I can help control this addiction, right? Every day was a battle as to how many he was ‘allowed’ to take. What I was allowing wasn’t enough, therefore he was buying pills on his lunch break, running secret “errands” and hiding them, as he knew I would not give him the amount he wanted.
I was enabling his addiction.
I was contributing to everything I despised.
It became easier to enable than argue. I was tired of arguing. I was tired of all my efforts being passed off as being a nag. I actually started to believe I was a nag because I felt like a nag. I had a comment every time he came back inside reeking of cigarette. I had a comment every time he left the house, restaurant or event we were at together. I had a comment for every pill he swallowed. But I was all talk and no action.
I felt like he was cheating on me… But instead of another woman, it was pills.
I became angry, resentful, agitated and jealous of man-made pharmaceuticals.

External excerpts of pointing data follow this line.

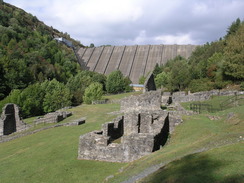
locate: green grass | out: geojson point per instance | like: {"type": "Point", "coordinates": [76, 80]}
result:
{"type": "Point", "coordinates": [215, 102]}
{"type": "Point", "coordinates": [197, 133]}
{"type": "Point", "coordinates": [51, 155]}
{"type": "Point", "coordinates": [224, 164]}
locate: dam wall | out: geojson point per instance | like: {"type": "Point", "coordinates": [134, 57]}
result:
{"type": "Point", "coordinates": [133, 61]}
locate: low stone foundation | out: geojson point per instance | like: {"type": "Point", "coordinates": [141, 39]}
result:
{"type": "Point", "coordinates": [53, 117]}
{"type": "Point", "coordinates": [127, 138]}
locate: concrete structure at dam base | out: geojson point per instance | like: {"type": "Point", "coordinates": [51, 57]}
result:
{"type": "Point", "coordinates": [133, 61]}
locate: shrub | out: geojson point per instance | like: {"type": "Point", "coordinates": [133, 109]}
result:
{"type": "Point", "coordinates": [93, 92]}
{"type": "Point", "coordinates": [115, 82]}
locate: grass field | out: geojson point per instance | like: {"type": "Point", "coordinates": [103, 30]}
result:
{"type": "Point", "coordinates": [199, 148]}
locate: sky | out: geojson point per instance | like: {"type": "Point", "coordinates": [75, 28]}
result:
{"type": "Point", "coordinates": [137, 22]}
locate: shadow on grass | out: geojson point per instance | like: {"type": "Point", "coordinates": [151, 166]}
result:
{"type": "Point", "coordinates": [192, 169]}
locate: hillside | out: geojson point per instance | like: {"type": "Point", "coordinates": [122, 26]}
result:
{"type": "Point", "coordinates": [28, 53]}
{"type": "Point", "coordinates": [199, 150]}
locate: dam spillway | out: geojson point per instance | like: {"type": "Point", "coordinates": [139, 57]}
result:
{"type": "Point", "coordinates": [133, 61]}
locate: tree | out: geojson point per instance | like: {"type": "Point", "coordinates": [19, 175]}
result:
{"type": "Point", "coordinates": [115, 82]}
{"type": "Point", "coordinates": [127, 82]}
{"type": "Point", "coordinates": [92, 45]}
{"type": "Point", "coordinates": [162, 79]}
{"type": "Point", "coordinates": [93, 92]}
{"type": "Point", "coordinates": [142, 80]}
{"type": "Point", "coordinates": [32, 99]}
{"type": "Point", "coordinates": [234, 27]}
{"type": "Point", "coordinates": [179, 75]}
{"type": "Point", "coordinates": [57, 96]}
{"type": "Point", "coordinates": [157, 70]}
{"type": "Point", "coordinates": [234, 55]}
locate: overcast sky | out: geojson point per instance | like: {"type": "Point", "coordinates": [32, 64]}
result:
{"type": "Point", "coordinates": [131, 22]}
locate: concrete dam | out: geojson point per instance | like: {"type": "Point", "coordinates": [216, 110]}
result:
{"type": "Point", "coordinates": [133, 61]}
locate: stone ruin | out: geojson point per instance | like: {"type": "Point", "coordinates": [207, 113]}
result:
{"type": "Point", "coordinates": [10, 121]}
{"type": "Point", "coordinates": [143, 129]}
{"type": "Point", "coordinates": [53, 117]}
{"type": "Point", "coordinates": [177, 97]}
{"type": "Point", "coordinates": [149, 84]}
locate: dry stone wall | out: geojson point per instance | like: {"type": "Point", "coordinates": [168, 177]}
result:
{"type": "Point", "coordinates": [143, 129]}
{"type": "Point", "coordinates": [53, 117]}
{"type": "Point", "coordinates": [145, 102]}
{"type": "Point", "coordinates": [178, 97]}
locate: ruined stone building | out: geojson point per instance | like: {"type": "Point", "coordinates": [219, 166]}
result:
{"type": "Point", "coordinates": [143, 129]}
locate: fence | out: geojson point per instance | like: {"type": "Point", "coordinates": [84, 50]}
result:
{"type": "Point", "coordinates": [233, 101]}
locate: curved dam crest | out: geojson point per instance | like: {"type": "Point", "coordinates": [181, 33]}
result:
{"type": "Point", "coordinates": [133, 61]}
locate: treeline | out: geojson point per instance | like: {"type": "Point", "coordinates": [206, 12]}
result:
{"type": "Point", "coordinates": [49, 96]}
{"type": "Point", "coordinates": [28, 53]}
{"type": "Point", "coordinates": [39, 74]}
{"type": "Point", "coordinates": [211, 66]}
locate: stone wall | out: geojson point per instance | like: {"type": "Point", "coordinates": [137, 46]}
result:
{"type": "Point", "coordinates": [198, 96]}
{"type": "Point", "coordinates": [139, 134]}
{"type": "Point", "coordinates": [53, 117]}
{"type": "Point", "coordinates": [149, 84]}
{"type": "Point", "coordinates": [145, 102]}
{"type": "Point", "coordinates": [143, 129]}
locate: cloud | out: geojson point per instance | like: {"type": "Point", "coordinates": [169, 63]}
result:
{"type": "Point", "coordinates": [127, 22]}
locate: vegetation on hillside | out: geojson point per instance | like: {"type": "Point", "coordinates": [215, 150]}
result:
{"type": "Point", "coordinates": [211, 66]}
{"type": "Point", "coordinates": [28, 53]}
{"type": "Point", "coordinates": [200, 150]}
{"type": "Point", "coordinates": [37, 73]}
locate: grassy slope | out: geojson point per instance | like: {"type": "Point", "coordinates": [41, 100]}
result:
{"type": "Point", "coordinates": [50, 155]}
{"type": "Point", "coordinates": [197, 133]}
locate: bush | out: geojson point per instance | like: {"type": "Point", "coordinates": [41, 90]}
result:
{"type": "Point", "coordinates": [93, 92]}
{"type": "Point", "coordinates": [57, 96]}
{"type": "Point", "coordinates": [115, 82]}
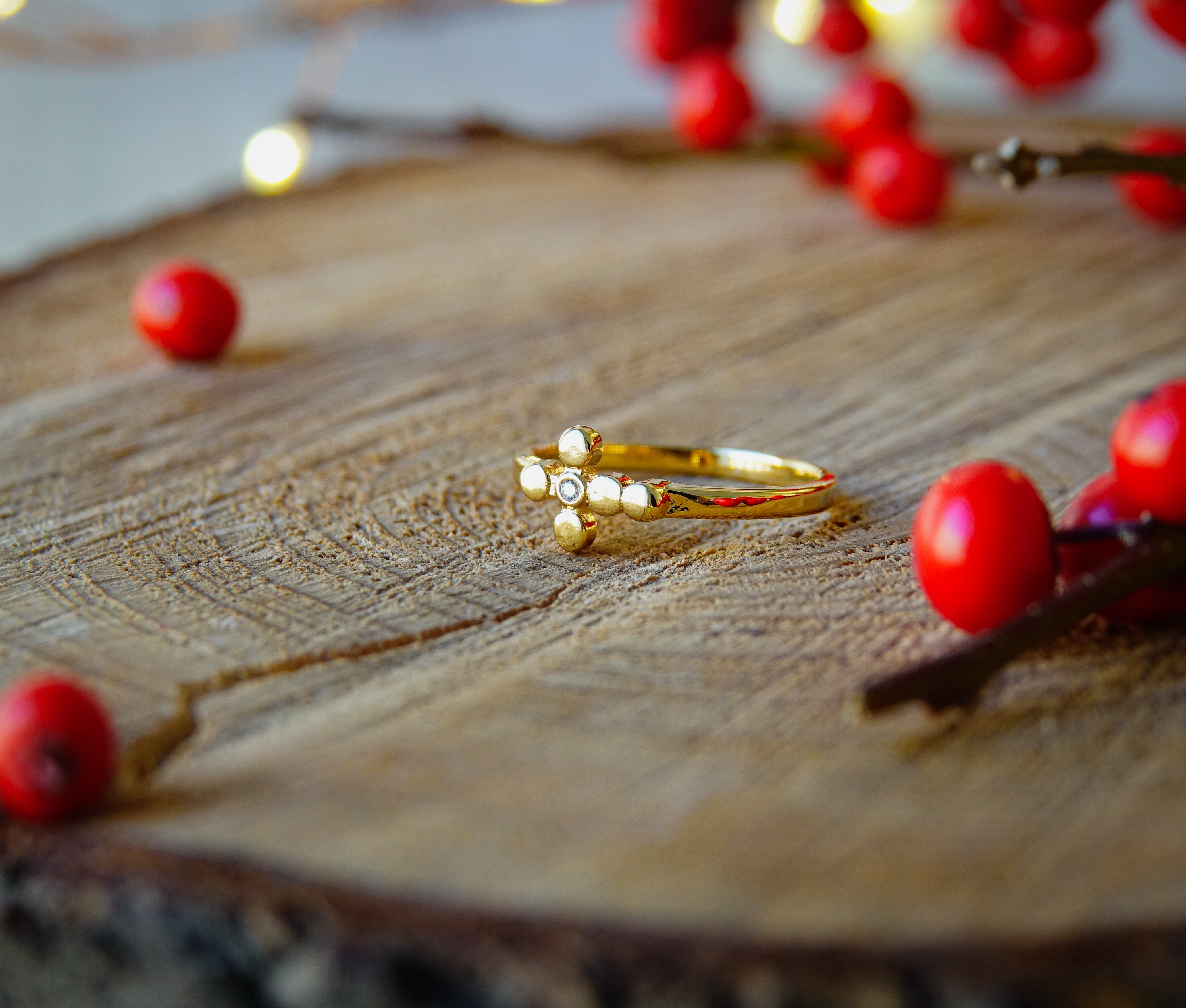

Every time he walked outside I was irritated because I knew he was just lighting up another cigarette or swallowing another pill. I am the one being questioned by our son; “Where is daddy going?’, “Why is he going outside?”, “Why is he always running errands?”, “Where is he going now?” I found my blood boiling toward him with every question I couldn’t answer.
When he left to go to the ‘store’ I was impatient and upset because; Was he really at the store? What was he getting? Was he calling his dealer? Buying more cigarettes? Getting pills? It consumed my every thought, all day, every day. I started worrying more about his addiction than my own health, happiness, career and dreams.
I started masking my pain. Our life and my mind started revolving around his addiction. My mind was clouded and confused. I knew I deserved, wanted and needed more, I just didn’t want to give up my ‘fairytale’… But what kind of fairy tale is this?!
I thought more about burying him, than marrying him.
Then the day came when I decided and chose to believe, I am stronger than someone else’s addiction. I communicated loud and clear for a very long time that I needed to see effort. Any attempt of effort. Baby steps. I got nothing. So I decided I deserve more. I deserve to be someone’s priority. I had to realize that me standing up for myself, what’s right, my happiness and what I believe in, has nothing to do with lack of loyalty, love or support for him.
It has everything to do with love, loyalty and support for myself.
I’ve learned a valuable lesson. I am no longer with an addict boyfriend. I no longer mask my pain. I feel better than I have in very long time. I will never again make excuses for an addict or allow myself to be manipulated by one. I will never lie to my friends, family and especially to myself for someone else’s bad habits or addiction. I will never choose to carry on someone else’s bad habits just because they are close to me. My life no longer revolves around someone else’s addiction. I am free. I am happy. I am back to my amazing and strong self.
Never chose to fall victim to someone else’s addiction. You are stronger than that. There is always hope and things always get better. Always stand up for what you believe in.
You can’t help someone who doesn’t want to help themselves.
You deserve happiness, health and everything you dream of.